In case you cant read his mind, he is probably thinking, “what the hell do I do with this.” Well, that’s what I was thinking anyhow.
Look at the corner beam at it’s top. Notice it’s very unusual configuration and shape. Our best efforts could not find a manufacture of that weird beam nor an equal replacement.
The trailer MFG did not have a part number for it, therefore they said they could not get us a replacement.
That left us having to manufacture our own beam to match it.
We are pretty proud of being able to do what the other welding repair shops can’t do, but now here is a test to see if we have false pride, or if we really have amazing skills.
To be honest, this one took some pondering and deep thought.
What are all of our options? Which can we choose from? And which is the best idea?
Well, no matter which way we go, first the bad steel must come out. So pull harder. Come on, you can do it.
A torch would have been the easy way, but it also would have done much damage to the wood that we didn’t want to disturb. So a torch is out.
As you can see, we can make very precise cuts without doing any damage to surrounding areas.
Below: That is the twisted corner beam that came out. Those oval holes are for recessed lights.
So what ever we put back, must also be able to hold recessed lights so it matches the other side.
Now we have the first piece in the corner that is going to reconstruct the corner beam.
Actually it’s two pieces welded together. You can see the vertical seam that has been welded and ground down to be smooth.
And now you can see where its been joined to the upper beam. We have more grinding and smoothing yet to do to flatten out the rest of the weld.
You can see the inside joint piece has not been added yet.
What a weird shape we must construct.
All the beams have new ends welded on and now we are putting on new aluminum skin.
A little primer paint on the beam to stop the rust. Now you can’t see our welded joints.
And now we have added the holes for the recessed lights so they will look perfect again.
See above, where we’re marking lines for the screws so we can maintain the vertical and horizontal plane of line the other screws are.
Remember that missing joint in the corner beam?

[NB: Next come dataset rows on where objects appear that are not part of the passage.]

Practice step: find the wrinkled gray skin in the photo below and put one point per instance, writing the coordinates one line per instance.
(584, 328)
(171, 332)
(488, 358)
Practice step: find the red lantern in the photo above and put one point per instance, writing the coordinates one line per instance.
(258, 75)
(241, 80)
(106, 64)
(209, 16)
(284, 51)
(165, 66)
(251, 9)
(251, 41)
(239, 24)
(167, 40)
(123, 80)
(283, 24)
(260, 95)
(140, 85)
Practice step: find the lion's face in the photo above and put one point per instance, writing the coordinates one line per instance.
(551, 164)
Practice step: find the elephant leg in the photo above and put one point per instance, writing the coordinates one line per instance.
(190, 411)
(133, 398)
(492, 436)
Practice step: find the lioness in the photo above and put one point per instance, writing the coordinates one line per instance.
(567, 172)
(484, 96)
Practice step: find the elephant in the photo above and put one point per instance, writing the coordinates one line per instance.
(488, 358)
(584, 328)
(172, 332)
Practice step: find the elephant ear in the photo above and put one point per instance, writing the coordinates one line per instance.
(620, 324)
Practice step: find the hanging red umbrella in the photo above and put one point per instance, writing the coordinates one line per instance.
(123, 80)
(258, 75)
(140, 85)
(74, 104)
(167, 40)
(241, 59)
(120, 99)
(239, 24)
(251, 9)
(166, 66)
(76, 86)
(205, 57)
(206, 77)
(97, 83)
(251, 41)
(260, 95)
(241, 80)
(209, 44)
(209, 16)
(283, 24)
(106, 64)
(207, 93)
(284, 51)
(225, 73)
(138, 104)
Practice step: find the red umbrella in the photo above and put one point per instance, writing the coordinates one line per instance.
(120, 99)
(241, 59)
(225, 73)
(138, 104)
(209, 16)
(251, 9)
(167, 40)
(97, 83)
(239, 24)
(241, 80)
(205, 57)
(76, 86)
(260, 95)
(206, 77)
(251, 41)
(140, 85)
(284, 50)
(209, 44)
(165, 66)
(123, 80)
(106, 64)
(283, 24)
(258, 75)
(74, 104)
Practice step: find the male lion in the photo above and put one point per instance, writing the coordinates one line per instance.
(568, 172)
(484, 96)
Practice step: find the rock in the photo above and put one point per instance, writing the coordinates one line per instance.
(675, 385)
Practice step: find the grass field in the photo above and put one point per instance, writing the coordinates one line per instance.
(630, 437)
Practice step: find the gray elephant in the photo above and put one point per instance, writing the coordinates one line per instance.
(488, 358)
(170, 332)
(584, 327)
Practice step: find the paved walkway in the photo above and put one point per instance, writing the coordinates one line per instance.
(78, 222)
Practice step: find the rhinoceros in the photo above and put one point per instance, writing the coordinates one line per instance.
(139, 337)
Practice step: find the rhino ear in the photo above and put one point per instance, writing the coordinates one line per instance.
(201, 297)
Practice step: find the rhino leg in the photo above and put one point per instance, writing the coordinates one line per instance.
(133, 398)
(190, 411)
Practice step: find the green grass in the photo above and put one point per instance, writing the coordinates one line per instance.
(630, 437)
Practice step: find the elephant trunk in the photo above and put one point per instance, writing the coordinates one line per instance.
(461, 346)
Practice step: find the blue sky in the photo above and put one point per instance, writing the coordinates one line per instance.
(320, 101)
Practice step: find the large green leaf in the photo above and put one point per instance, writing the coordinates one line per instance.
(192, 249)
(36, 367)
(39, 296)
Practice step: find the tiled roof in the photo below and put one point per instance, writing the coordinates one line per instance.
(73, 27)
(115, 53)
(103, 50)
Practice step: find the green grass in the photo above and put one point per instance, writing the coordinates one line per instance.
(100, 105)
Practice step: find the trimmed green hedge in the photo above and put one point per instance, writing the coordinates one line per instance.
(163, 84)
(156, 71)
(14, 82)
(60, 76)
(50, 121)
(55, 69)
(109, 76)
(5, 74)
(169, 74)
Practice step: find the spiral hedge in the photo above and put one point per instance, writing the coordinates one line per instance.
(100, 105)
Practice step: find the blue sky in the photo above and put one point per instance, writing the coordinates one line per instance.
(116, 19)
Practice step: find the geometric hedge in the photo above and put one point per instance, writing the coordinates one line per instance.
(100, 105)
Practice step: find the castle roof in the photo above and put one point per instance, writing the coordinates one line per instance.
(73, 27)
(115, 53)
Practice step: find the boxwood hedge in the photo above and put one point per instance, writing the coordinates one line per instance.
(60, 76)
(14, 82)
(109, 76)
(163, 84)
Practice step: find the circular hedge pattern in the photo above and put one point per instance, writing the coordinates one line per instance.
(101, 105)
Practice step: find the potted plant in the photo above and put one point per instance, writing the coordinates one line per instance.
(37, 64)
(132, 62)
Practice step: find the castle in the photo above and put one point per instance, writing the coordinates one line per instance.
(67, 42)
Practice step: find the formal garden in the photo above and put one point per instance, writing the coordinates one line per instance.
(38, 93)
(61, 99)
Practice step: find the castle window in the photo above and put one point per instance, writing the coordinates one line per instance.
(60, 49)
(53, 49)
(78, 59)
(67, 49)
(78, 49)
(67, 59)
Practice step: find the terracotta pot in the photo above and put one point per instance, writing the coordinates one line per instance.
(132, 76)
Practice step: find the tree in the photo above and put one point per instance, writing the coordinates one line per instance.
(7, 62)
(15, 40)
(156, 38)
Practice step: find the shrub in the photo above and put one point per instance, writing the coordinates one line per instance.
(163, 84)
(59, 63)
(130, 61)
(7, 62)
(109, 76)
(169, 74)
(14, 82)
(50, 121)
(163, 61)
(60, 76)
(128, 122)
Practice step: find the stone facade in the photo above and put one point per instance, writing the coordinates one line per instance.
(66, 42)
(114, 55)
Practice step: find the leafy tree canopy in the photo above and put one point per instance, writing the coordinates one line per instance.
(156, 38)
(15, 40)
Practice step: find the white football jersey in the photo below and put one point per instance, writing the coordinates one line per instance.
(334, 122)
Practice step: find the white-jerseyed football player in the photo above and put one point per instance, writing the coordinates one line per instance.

Now here is the finished look after that last joint has been added to the corner beam.
The customer didn’t want the cost of a perfect paint job from a body shop. He wanted an economical look good, but not an expensive look perfect.
You can see the waves and lines in the first coat of paint. But you won’t after the second coat of paint.
While the new paint is wet, it won’t look the same as when it is dry. So you can easily see the difference now between the new wet paint, and the old dry paint.
But the more it dries, the more they will match. Or so we hope. Either way, this is the economical version.
The new fender was longer than the old fender. We couldn’t buy an exact match in its length. So you can see the seam in the middle where we had to cut it and take out a few inches to make it fit perfect.
We still have paint drying on the corner beam. You can see its wet shine that will later disappear.
This trailer is great for moving furniture because its ramp is so gentle and low.
The customer lost the foot off his jack. As a freebee we cut him another foot and are welding it on.
This was not part of the original repair we agreed upon. This was our ego, our pride kicking it.
We wanted the rest of trailer to look and function as good as the parts we rebuilt.
The galvanization on the post makes for rough welds. But we didn’t want to grind it off to make a smooth weld at the expense that future rust will propagate without the galvanizing.
And most of the ugly is black soot that will easily wire brush off.
All done. Now waiting on the customer to come get his rebuilt trailer.
Poor customer. His pickup truck is now in the repair shop but he can’t make his move from California to Florida wait, so he had to rent a U Haul to pull the trailer.
Actually he was a very happy customer. He is on the road again rolling down the highway.
He was amazed with our work and is very happy. Considering he wanted the economical repair, he stated that he was amazed with how good the end result was. We are also pleased.
Ok, get to work. Get that furniture in California moved here to Florida.